Ну и, во-вторых, не может он не сдать. Ждут же они от него разряда — и мама и Ленька. Ленька не удержался, тайну выдал. Мама ему подарок готовит. Новый ватник.
Новый ватник — это мечта. Пухлый, плотный, простеженный, тугой. Верхние концы подбородок захватывают, низ колени прикрывает. Ватник на производстве только спецам выдают, которые по пятому разряду ходят. Нет, у Сметанина ватником не разживешься. А тут, конечно, мама… Копила деньги. И вот приурочила. Ох, Ленька, зачем сказал? А если провалит? Ну, не сдаст? Ну, всякое может быть. Тогда что?

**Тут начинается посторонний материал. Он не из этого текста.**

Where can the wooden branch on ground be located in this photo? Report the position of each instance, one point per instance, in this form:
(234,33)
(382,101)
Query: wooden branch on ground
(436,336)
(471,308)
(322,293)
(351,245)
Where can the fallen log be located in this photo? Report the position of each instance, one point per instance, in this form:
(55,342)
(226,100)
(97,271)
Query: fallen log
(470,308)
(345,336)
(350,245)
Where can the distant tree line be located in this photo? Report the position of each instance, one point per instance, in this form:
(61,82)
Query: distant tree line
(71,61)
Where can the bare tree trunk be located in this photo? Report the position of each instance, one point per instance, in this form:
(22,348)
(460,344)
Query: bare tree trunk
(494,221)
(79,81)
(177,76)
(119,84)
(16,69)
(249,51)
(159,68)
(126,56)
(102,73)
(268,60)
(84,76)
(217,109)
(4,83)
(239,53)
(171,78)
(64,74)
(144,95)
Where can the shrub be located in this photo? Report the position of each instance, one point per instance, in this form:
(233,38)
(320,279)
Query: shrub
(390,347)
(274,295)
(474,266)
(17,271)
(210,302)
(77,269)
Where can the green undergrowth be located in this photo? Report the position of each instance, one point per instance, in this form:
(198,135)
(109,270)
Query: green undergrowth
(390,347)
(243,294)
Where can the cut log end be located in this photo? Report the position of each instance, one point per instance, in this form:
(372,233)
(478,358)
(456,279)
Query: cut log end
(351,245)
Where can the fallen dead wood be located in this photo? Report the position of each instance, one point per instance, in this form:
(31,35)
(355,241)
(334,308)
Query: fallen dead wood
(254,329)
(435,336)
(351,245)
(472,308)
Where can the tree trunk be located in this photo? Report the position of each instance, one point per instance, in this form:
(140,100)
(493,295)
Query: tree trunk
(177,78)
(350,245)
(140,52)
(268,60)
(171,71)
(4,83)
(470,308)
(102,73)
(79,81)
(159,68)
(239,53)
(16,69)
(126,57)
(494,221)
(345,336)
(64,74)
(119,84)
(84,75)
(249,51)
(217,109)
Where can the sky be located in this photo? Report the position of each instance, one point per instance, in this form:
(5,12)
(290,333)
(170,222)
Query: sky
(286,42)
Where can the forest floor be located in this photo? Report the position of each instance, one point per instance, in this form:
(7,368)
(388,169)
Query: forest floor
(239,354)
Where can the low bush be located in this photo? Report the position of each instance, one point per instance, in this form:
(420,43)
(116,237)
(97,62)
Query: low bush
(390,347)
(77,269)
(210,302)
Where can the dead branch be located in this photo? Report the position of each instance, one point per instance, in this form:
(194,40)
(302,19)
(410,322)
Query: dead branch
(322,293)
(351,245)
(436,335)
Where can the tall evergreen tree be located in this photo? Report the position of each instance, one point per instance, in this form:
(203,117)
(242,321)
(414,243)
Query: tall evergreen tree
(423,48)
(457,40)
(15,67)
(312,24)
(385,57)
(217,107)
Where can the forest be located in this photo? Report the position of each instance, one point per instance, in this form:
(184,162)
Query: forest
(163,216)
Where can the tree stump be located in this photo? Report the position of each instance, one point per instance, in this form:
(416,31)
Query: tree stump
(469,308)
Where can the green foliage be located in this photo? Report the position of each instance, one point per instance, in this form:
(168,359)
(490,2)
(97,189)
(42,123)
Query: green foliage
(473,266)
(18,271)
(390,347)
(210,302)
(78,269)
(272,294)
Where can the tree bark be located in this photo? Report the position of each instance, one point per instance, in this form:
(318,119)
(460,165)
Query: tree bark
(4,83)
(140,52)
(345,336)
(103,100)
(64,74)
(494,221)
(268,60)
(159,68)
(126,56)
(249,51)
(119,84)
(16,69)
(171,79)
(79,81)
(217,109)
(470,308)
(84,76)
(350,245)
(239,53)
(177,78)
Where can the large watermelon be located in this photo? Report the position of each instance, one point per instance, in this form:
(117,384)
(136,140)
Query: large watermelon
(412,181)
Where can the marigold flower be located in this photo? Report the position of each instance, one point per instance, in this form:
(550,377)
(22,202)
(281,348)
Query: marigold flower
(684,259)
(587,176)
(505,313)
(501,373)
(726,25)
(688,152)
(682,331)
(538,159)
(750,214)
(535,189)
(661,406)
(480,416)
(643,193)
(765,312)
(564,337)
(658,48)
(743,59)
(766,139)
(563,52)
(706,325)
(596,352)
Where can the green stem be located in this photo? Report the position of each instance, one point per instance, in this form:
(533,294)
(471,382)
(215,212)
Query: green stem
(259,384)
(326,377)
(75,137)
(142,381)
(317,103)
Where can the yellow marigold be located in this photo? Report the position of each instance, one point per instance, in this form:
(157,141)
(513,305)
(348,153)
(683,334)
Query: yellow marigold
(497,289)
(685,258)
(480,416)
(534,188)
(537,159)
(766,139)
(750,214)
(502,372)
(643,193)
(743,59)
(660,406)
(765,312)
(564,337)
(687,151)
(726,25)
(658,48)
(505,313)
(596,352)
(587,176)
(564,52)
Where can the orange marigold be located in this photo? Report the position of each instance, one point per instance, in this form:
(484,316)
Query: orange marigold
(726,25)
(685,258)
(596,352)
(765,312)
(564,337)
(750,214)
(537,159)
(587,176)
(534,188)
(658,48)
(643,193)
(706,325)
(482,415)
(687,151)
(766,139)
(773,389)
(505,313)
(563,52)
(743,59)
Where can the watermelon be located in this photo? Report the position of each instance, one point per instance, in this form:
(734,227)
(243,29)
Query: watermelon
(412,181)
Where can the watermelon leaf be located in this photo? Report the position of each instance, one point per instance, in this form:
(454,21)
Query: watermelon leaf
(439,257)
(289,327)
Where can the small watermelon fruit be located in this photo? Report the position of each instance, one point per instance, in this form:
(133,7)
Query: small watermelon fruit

Парни в клубе лихачат ватниками. Для работы какой-нибудь, так себе. А для клуба… Без ворота до затылка его натянет, руки в карманы, щеголем вышагивает. А он — нет, клуб уж ладно. Просто не будет тело в паху гнуть. На работе прятать за верстак будет. Переоденется в промасленный, зато домой в тепле пойдет и из дому, на работу. Эх, ватничек, кто тебя такого миленького выдумал?! И дел-то никаких, и фантазии. А тепло и лихо.
Ой! Ой-е-е! — заколол, засверлил на бедре чирей. Согнулся, просунул внутрь брюк закоченевшие пальцы. Водит вокруг нарыва, налившегося тугой синей луковицей. Зачесались сладостно края, потом разлилась глухая тянучая боль. Испугался, вытащил руку. Злость так и рванула: «Белая халатина, жужелица, вертихвостка! Не могла ножом полоснуть, или, как там он у них называется, скальпелем… Глядишь бы, сейчас ничего и не было…» Как он теперь дотянет? Выпрямился, пригляделся: хорошо хоть недалеко уже. Сквозь снежную порошу пробивались огни проходной завода.